Walnuts are also packed with serotonin – what I call the "molecule of happiness." The neurotransmitter plays a role in regulating a diverse array of the body's functions, including sleep, sex drive, appetite, and mood regulation. Serotonin also creates feelings of calm and happiness.
A study from Spain found that people who ate a one-ounce combination of walnuts, hazelnuts, and almonds every day had more serotonin than people who did not.
Last month, we saw a study from the Journal of the American College of Cardiology about how nuts help your heart. Researchers looked at folks who ate nuts over the course of 32 years. Those who ate a one-ounce serving of nuts five times a week had a 20% lower risk of coronary heart disease.

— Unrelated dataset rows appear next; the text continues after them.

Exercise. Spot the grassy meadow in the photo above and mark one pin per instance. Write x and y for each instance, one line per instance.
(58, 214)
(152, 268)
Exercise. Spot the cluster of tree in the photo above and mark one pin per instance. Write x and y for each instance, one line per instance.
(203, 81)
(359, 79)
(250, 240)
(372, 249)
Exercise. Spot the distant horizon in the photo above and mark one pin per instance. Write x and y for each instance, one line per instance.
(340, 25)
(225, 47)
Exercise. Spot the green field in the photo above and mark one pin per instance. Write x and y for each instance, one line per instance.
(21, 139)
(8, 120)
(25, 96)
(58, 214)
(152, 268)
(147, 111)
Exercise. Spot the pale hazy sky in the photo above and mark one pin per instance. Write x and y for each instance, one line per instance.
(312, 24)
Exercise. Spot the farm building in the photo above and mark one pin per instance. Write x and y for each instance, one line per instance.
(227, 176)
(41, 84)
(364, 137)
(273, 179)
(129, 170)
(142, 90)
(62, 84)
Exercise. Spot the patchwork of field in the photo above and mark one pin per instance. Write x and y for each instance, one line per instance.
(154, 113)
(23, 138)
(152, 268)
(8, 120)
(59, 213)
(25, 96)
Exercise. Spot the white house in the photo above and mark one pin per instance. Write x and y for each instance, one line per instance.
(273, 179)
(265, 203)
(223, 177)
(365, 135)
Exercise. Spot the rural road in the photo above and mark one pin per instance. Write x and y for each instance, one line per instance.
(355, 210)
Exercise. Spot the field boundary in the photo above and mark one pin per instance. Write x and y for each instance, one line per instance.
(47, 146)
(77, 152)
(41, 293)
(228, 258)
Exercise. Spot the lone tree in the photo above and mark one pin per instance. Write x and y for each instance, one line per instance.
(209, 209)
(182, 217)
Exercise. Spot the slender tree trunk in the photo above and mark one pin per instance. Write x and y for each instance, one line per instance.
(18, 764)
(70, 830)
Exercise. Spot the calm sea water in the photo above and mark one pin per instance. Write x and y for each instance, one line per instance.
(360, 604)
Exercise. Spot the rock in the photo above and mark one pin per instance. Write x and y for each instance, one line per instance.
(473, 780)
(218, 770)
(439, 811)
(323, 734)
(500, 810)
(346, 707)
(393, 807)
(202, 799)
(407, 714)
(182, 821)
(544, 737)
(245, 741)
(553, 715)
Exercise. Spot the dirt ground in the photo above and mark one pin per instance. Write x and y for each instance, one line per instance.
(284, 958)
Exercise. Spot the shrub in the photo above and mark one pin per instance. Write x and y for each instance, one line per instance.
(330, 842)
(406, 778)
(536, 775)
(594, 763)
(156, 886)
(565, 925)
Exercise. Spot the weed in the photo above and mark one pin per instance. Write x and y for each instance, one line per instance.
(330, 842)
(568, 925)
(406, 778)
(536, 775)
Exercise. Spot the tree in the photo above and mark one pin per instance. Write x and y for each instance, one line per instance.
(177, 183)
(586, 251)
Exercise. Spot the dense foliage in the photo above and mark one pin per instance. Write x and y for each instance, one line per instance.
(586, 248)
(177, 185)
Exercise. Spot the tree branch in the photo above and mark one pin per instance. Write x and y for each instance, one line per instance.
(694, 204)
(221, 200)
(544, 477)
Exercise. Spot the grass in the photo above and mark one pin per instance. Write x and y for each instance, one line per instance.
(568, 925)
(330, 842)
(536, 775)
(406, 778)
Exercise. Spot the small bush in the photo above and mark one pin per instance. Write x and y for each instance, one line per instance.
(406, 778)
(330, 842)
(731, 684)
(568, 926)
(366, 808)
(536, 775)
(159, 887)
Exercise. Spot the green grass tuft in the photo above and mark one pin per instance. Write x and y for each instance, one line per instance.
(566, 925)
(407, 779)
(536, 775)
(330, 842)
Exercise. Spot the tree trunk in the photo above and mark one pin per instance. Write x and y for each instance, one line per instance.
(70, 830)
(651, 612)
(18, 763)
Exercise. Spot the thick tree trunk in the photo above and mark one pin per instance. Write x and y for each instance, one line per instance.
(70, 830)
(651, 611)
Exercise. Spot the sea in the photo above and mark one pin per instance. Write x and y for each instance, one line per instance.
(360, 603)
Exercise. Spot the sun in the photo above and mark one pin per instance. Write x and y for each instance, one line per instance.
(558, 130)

Now, this is an "association" study. In other words, it doesn't claim a cause-and-effect relationship... only that people who eat a lot of nuts also have fewer incidents of heart disease. But we have reason to believe there's an underlying cause. The type of fat in nuts is unsaturated, which we've mentioned before is the healthy type of fat. Nuts also contain omega-3 fatty acids, which lower blood pressure, improve heart function, and reduce inflammation.
If all that isn't enough to start snacking on nuts, there's even more evidence out last week about their benefits...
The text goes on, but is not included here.